Chris Williamson, economista da consultoria Markit Economics, afirma acreditar que o
restante da recuperação global
poderá ser influenciado pela
China, que registrou em junho
o terceiro mês consecutivo de
crescimento na produção industrial.
O Brasil parece ir no mesmo
caminho. A produção industrial física aumentou 1,3% em
maio com relação ao mês imediatamente anterior. Em abril,
a variação havia sido positiva
em 1,2%.
Já sobre os países desenvolvidos, o IIF levanta a dúvida sobre se a recente recuperação da
produção industrial não se trata apenas de reposição de estoques "queimados" nos piores
meses da crise, entre outubro
de 2008 e janeiro deste ano.
Uma das exceções pode ser o
Japão, onde a produção industrial cresceu mais do que o previsto no segundo trimestre (6%
em maio a exemplo de abril, em
relação aos meses anteriores),
puxada tanto pela renovação
dos estoques como pela crescente demanda asiática.
Nos EUA, principalmente,
apesar de várias medidas tomadas para recuperar a economia,
não surtiram nenhum efeito
ainda ações para estabilizar o
mercado de crédito a empresas
e consumidores e para segurar
os preços das residências, que
continuam em queda.
Pior: o volume de financiamentos em atraso e de pessoas
sendo despejadas por falta de
pagamento em suas prestações
continua batendo recorde.
Após plano lançado pelo governo em março para refinanciar até 5 milhões de dívidas
imobiliárias, apenas 20 mil foram bem-sucedidas até a metade de junho.

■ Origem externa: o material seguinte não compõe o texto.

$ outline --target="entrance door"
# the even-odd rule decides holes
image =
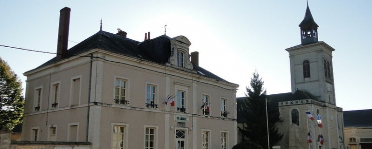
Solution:
[[[186,148],[186,131],[182,130],[176,130],[176,149]]]

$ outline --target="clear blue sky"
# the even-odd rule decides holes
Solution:
[[[309,0],[319,40],[333,53],[337,105],[344,110],[372,109],[372,1]],[[268,94],[291,91],[288,53],[301,43],[298,25],[306,0],[1,0],[0,45],[55,53],[59,10],[71,9],[69,40],[80,42],[99,30],[143,41],[164,34],[184,35],[199,65],[240,85],[244,96],[255,70]],[[69,47],[76,45],[68,43]],[[23,82],[22,74],[55,56],[0,47]]]

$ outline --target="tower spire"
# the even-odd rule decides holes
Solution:
[[[99,30],[102,31],[102,17],[101,18],[101,26],[99,27]]]
[[[299,25],[301,31],[301,44],[303,45],[318,42],[318,27],[319,27],[313,18],[307,0],[306,3],[305,17]]]

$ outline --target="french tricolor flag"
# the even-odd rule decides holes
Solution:
[[[314,118],[313,117],[313,115],[311,114],[310,111],[306,111],[305,112],[305,113],[306,113],[306,115],[308,115],[308,117],[310,118],[311,120],[314,120]]]
[[[317,121],[318,121],[318,126],[319,128],[323,127],[323,125],[322,125],[322,116],[320,115],[317,115]]]

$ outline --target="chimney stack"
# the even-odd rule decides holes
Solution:
[[[68,30],[70,27],[71,9],[65,7],[59,11],[59,26],[57,42],[57,59],[60,60],[67,54],[68,45]]]
[[[196,66],[199,66],[199,52],[197,51],[193,52],[191,53],[191,63]]]
[[[123,31],[120,28],[117,29],[117,33],[116,33],[116,35],[120,35],[124,38],[127,38],[127,32]]]

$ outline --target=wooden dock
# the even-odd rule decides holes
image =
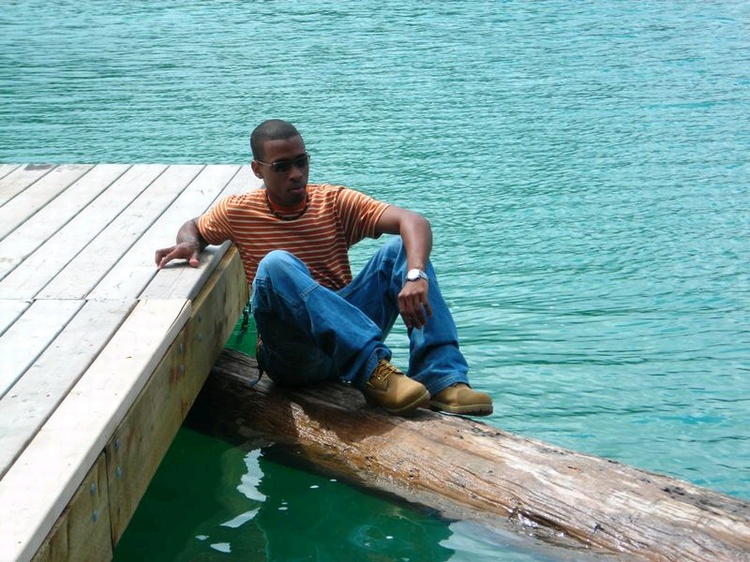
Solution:
[[[249,166],[0,164],[0,559],[112,556],[247,302],[154,252]]]

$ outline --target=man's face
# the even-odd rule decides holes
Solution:
[[[273,204],[292,207],[305,200],[309,162],[302,137],[264,142],[262,162],[251,166]]]

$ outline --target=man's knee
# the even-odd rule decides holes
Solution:
[[[256,277],[273,278],[279,274],[283,275],[301,263],[294,254],[286,250],[271,250],[258,263]]]

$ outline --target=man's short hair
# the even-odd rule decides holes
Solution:
[[[253,151],[253,159],[263,160],[263,143],[269,140],[285,140],[292,137],[302,136],[299,131],[282,119],[269,119],[255,127],[250,135],[250,149]]]

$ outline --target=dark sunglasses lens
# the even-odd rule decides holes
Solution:
[[[288,172],[292,168],[292,162],[290,160],[279,160],[278,162],[272,162],[271,168],[274,172]]]
[[[307,165],[309,163],[310,156],[308,154],[305,154],[304,156],[300,156],[299,158],[295,158],[294,160],[277,160],[276,162],[271,162],[271,169],[274,172],[278,172],[281,174],[291,170],[292,166],[295,166],[300,170],[304,170],[305,168],[307,168]]]

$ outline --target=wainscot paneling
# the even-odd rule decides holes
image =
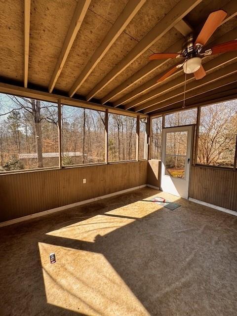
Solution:
[[[147,165],[147,184],[159,188],[160,186],[161,162],[152,159],[148,160]]]
[[[2,174],[0,222],[146,184],[147,177],[146,160]]]
[[[237,172],[232,170],[192,167],[189,197],[237,211]]]

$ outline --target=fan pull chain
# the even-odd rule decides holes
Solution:
[[[185,109],[185,92],[186,92],[186,78],[187,78],[187,61],[186,61],[186,69],[185,71],[185,79],[184,80],[184,104],[182,107],[183,109]]]

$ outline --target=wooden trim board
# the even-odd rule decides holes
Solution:
[[[188,200],[190,201],[191,202],[194,202],[194,203],[197,203],[198,204],[200,204],[201,205],[204,205],[204,206],[207,206],[207,207],[214,208],[214,209],[216,209],[217,211],[221,211],[221,212],[225,212],[225,213],[228,213],[228,214],[231,214],[233,215],[237,216],[237,212],[236,212],[235,211],[232,211],[231,209],[228,209],[227,208],[225,208],[224,207],[221,207],[221,206],[214,205],[213,204],[210,204],[210,203],[207,203],[206,202],[200,201],[198,199],[193,198],[189,198]]]
[[[114,197],[115,196],[118,195],[119,194],[122,194],[122,193],[126,193],[126,192],[129,192],[138,189],[141,189],[142,188],[145,188],[147,187],[147,185],[143,184],[141,186],[137,187],[134,187],[134,188],[129,188],[129,189],[126,189],[125,190],[121,190],[121,191],[118,191],[117,192],[114,192],[113,193],[110,193],[109,194],[106,194],[104,196],[101,196],[100,197],[97,197],[96,198],[89,198],[83,201],[80,201],[80,202],[76,202],[76,203],[72,203],[72,204],[69,204],[66,205],[63,205],[63,206],[59,206],[59,207],[56,207],[55,208],[52,208],[51,209],[48,209],[46,211],[43,211],[42,212],[39,212],[38,213],[35,213],[29,215],[26,215],[26,216],[22,216],[22,217],[18,217],[18,218],[14,218],[14,219],[11,219],[9,221],[6,221],[5,222],[2,222],[0,223],[0,228],[3,227],[4,226],[7,226],[8,225],[11,225],[13,224],[16,224],[17,223],[20,223],[20,222],[24,222],[24,221],[27,221],[29,219],[32,219],[33,218],[36,218],[37,217],[40,217],[41,216],[44,216],[56,212],[60,212],[61,211],[64,211],[65,209],[68,208],[71,208],[72,207],[75,207],[75,206],[79,206],[84,204],[87,204],[87,203],[91,203],[91,202],[94,202],[95,201],[98,201],[103,198],[110,198],[111,197]],[[156,188],[155,188],[156,189]]]

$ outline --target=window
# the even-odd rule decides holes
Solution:
[[[165,174],[184,179],[187,155],[188,132],[166,133]]]
[[[136,158],[136,118],[109,114],[108,159],[109,161]]]
[[[198,163],[233,167],[237,134],[237,100],[200,109]]]
[[[0,94],[0,171],[59,165],[57,104]]]
[[[62,106],[62,164],[105,161],[105,113]]]
[[[147,118],[141,118],[140,120],[139,151],[138,153],[138,159],[139,159],[147,158]]]
[[[164,117],[165,127],[171,127],[196,124],[197,109],[191,109],[167,114]]]
[[[152,119],[151,158],[161,158],[162,117]]]

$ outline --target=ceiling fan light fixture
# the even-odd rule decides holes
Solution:
[[[201,67],[201,59],[200,57],[193,57],[188,59],[183,65],[183,69],[186,74],[193,74]]]

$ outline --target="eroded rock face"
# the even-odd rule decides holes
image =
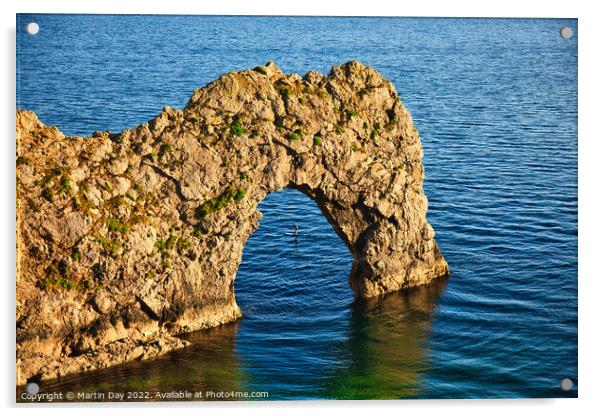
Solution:
[[[285,187],[353,254],[357,296],[448,271],[419,134],[394,86],[358,62],[229,73],[120,134],[66,137],[18,111],[17,141],[19,384],[155,356],[240,317],[257,204]]]

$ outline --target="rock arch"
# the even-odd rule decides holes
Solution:
[[[426,220],[422,147],[391,82],[232,72],[119,134],[66,137],[17,112],[18,381],[147,358],[237,319],[257,204],[298,189],[354,261],[359,297],[448,268]]]

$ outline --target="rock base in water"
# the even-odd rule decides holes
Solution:
[[[17,140],[18,384],[155,356],[240,317],[257,205],[286,187],[349,248],[357,296],[448,272],[419,134],[391,82],[358,62],[229,73],[119,134],[68,137],[18,111]]]

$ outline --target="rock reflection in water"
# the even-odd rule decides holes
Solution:
[[[234,342],[239,322],[185,336],[187,348],[161,358],[43,382],[44,392],[161,392],[187,390],[241,391]],[[159,400],[151,394],[151,400]],[[110,401],[108,397],[104,400]],[[127,399],[126,399],[127,400]],[[198,399],[197,399],[198,400]],[[81,401],[81,400],[75,400]],[[91,400],[97,401],[97,400]]]
[[[342,364],[325,377],[324,395],[338,399],[412,398],[428,370],[428,343],[437,301],[447,278],[351,305]]]

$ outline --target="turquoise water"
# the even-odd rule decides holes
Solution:
[[[351,256],[319,209],[274,193],[237,274],[240,321],[41,391],[577,396],[577,39],[564,25],[578,32],[553,19],[19,15],[17,107],[66,134],[133,127],[268,60],[302,74],[374,66],[421,132],[428,218],[452,269],[354,300]]]

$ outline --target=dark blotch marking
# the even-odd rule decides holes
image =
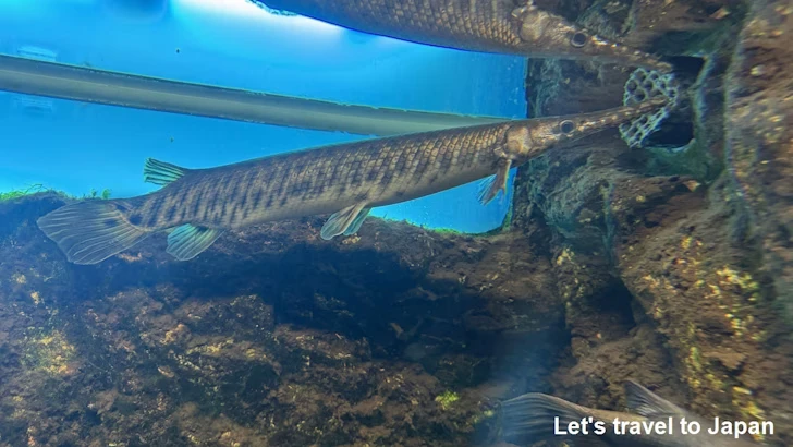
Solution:
[[[260,202],[261,202],[261,189],[259,188],[254,193],[254,208],[258,208]]]

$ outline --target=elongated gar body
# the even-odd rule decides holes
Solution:
[[[670,72],[647,52],[593,35],[527,0],[252,0],[363,33],[438,47],[588,59]]]
[[[560,143],[617,126],[662,107],[661,98],[593,113],[505,121],[365,140],[209,169],[148,159],[150,194],[66,205],[39,228],[76,264],[96,264],[155,231],[173,229],[168,253],[190,259],[225,229],[333,213],[320,234],[358,230],[376,206],[410,201],[490,176],[487,203],[509,170]]]

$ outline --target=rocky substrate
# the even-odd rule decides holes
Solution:
[[[793,5],[537,4],[672,57],[687,106],[523,166],[499,231],[313,217],[75,266],[35,226],[66,198],[0,204],[0,446],[493,445],[504,398],[622,410],[627,378],[793,445]],[[530,113],[630,73],[530,61]]]

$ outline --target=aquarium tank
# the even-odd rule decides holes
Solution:
[[[0,447],[793,445],[790,0],[0,0]]]

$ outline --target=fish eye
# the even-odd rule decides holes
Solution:
[[[581,48],[586,45],[587,40],[589,40],[589,36],[587,36],[586,33],[580,31],[570,38],[570,45],[575,48]]]
[[[559,123],[559,131],[565,135],[573,133],[575,130],[575,123],[570,120],[564,120]]]

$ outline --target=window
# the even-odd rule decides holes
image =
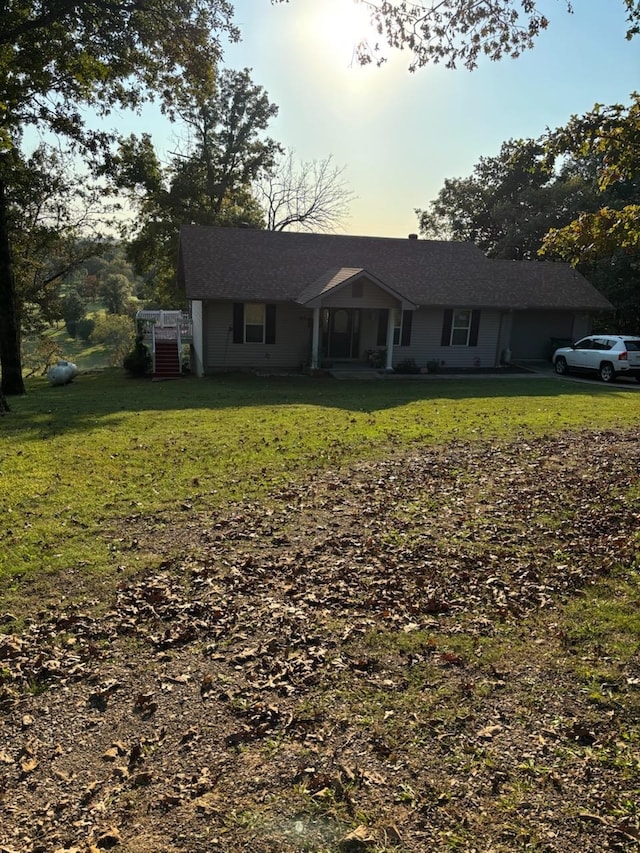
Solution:
[[[244,306],[244,342],[264,343],[264,305],[259,302],[247,302]]]
[[[377,346],[383,347],[387,343],[387,322],[389,311],[381,308],[378,312],[378,336]],[[408,347],[411,345],[411,327],[413,325],[413,311],[401,311],[393,309],[393,345]]]
[[[471,331],[471,311],[454,311],[451,323],[451,346],[466,347],[469,345]]]
[[[443,347],[477,347],[480,311],[469,308],[447,308],[442,318]]]
[[[400,336],[402,334],[402,311],[399,308],[393,309],[393,345],[399,346]]]
[[[275,344],[276,306],[263,302],[234,302],[234,344]]]

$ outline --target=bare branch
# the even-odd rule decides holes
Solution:
[[[296,163],[289,150],[254,187],[270,231],[336,231],[355,195],[335,166],[324,160]]]

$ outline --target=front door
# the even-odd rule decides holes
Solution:
[[[360,311],[354,308],[327,308],[323,318],[328,358],[356,358],[360,337]]]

A estabilização do mercado
imobiliário nos EUA é fundamental, pois as pessoas não
apenas contraem dívidas dando suas casas como garantias
(quanto menor seu preço, mais
difícil pagar ou rolar o empréstimo), assim como os bancos
continuam enfrentando perdas
bilionárias com os financiamentos em atraso do setor.